Сначала он полчаса сидел с ее сумкой как с каким-то сокровищем, к которому его приставили сторожем, потом, когда давно уже прошли обещанные полчаса, с этой сумкой, но теперь уже висевшей через плечо, он прохаживался по холлу, внимательно рассматривая висевшие на стене портреты. В конце концов, ощутив растущую нервозность, которая – несмотря на столько лет, проведенных в камере, – всегда появлялась, когда ему приходилось тупо ждать и ничего не делать, зашел в туалет в самом конце одного из коридоров, лучами отходящих от холла. На подоконнике серого от табачного дыма и едко смердящего мочой помещения он заметил наверняка забытую кем-то здесь помятую и зачитанную книгу. На замусоленной обложке он прочел: «Человек и мир в поэзии древних греков и римлян». «Бывают же в жизни совпадения!» – подумал он и вспомнил, как во время его первого года обучения в Нанте один классический филолог из Парижа мучил их поэзией греков и римлян. Он постоял в туалете, подождал, не придет ли кто за книгой, а когда убедился, что греки и римляне здесь никого не интересуют, взял книгу и вернулся на кресло в холле.

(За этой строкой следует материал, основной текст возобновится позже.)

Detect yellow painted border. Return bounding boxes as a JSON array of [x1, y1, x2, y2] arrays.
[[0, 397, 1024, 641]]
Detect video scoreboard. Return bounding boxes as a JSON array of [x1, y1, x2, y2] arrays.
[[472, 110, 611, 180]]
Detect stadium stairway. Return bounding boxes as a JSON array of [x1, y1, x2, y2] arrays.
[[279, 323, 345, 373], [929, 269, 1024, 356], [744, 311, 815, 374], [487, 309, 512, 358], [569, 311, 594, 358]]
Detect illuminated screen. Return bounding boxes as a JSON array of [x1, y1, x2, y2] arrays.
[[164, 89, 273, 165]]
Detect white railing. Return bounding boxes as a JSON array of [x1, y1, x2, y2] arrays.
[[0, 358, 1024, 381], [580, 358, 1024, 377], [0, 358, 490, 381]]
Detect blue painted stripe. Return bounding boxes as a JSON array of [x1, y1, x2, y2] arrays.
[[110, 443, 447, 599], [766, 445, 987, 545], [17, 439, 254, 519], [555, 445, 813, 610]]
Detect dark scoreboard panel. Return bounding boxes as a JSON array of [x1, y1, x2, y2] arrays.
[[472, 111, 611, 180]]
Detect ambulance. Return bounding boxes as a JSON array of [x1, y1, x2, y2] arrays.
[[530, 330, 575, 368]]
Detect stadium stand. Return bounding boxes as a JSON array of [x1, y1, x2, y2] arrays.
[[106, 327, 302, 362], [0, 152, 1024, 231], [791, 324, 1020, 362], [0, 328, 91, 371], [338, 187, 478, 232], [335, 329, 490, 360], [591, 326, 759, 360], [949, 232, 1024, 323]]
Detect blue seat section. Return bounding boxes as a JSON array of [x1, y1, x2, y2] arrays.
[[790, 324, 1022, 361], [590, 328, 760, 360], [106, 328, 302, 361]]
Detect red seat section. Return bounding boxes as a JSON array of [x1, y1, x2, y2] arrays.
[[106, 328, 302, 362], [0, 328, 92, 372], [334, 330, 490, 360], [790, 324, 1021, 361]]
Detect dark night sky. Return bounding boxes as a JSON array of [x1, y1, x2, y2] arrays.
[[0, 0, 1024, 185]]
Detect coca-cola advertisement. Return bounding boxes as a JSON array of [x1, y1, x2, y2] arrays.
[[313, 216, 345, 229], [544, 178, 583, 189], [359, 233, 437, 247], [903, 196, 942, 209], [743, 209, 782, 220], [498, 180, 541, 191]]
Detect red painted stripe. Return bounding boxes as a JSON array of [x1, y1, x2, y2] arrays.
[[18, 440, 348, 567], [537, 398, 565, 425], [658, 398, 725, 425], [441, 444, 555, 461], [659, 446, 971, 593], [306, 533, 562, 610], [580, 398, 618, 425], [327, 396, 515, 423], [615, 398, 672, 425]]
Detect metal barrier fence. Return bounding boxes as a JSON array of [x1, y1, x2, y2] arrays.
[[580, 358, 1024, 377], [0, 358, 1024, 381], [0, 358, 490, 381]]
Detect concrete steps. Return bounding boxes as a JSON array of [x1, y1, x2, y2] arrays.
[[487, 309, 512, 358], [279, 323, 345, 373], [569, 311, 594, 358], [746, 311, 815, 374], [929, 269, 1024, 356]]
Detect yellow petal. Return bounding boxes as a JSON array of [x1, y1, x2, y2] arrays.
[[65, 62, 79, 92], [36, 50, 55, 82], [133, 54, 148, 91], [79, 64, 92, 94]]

– Вы совершенно мною не интересуетесь! Ну нисколечко… – вдруг услышал он. Она присела перед его креслом и улыбнулась. – Вы только подумайте! Я должна была вернуться через полчаса, вернулась через два, а он даже не пошевелился! Сидит на том же месте и читает как ни в чем не бывало. А вдруг со мною что случилось? А вдруг меня разбил паралич, инсульт или инфаркт? Или еще что похуже, например, снова потеряла ленточку, что тогда? Что бы вы тогда сделали? Ну ладно, а теперь серьезно. Этот мой научный руководитель такой говорун. Никак не могла удрать из его кабинета, а ведь очень – верьте мне – хотела. Даже соскучилась по вас. Пусть немножко, но соскучилась. Понимаете, этот мой профессор – человек старой закалки, наверное еще довоенной. Никогда бы мне не простил, если бы я намекнула ему на время… А вы мне простите, а? Простите? Очень, очень извиняюсь. Хочу загладить свою вину – приглашаю вас на кофе. Здесь за углом есть маленькая кафешка, может, не самая видная, но кофе там отличный. Проверено. Ну что, уговорила? Согласны? А так, вообще, чем вы занимались всё это время, кроме охраны моей сумки? Ах, да я вижу, что вы время даром не теряли, записались на учебу, уже готовитесь к первому экзамену! – взяла книгу с его колен. – Интересно, а на какой факультет? Ах, вот что у вас! Ну тогда понятно. Классическая филология, греческий, латынь. К тому же поэзия! Как же я сразу не поняла! Ведь ни на физика, ни на химика и даже на юриста вы не похожи. У вас взгляд гуманитария. Точно! – вынесла она вердикт, не дав ему открыть рот…

А ему и не надо было… Он вслушивался в журчание потока ее слов, и на душе становилось легче. Ему казалось, что ее глаза стали больше и ярче, прядки волос упали на лоб, щеки зарделись. Из-под расстегнутого жакета виднелась белая шелковая блузка. Она так близко присела к нему, что во время ее жестикуляции их колени соприкоснулись. Он ощутил запах ее парфюма, заметил блеск ее губ.

– И к тому же у вас красивые глаза. Честно…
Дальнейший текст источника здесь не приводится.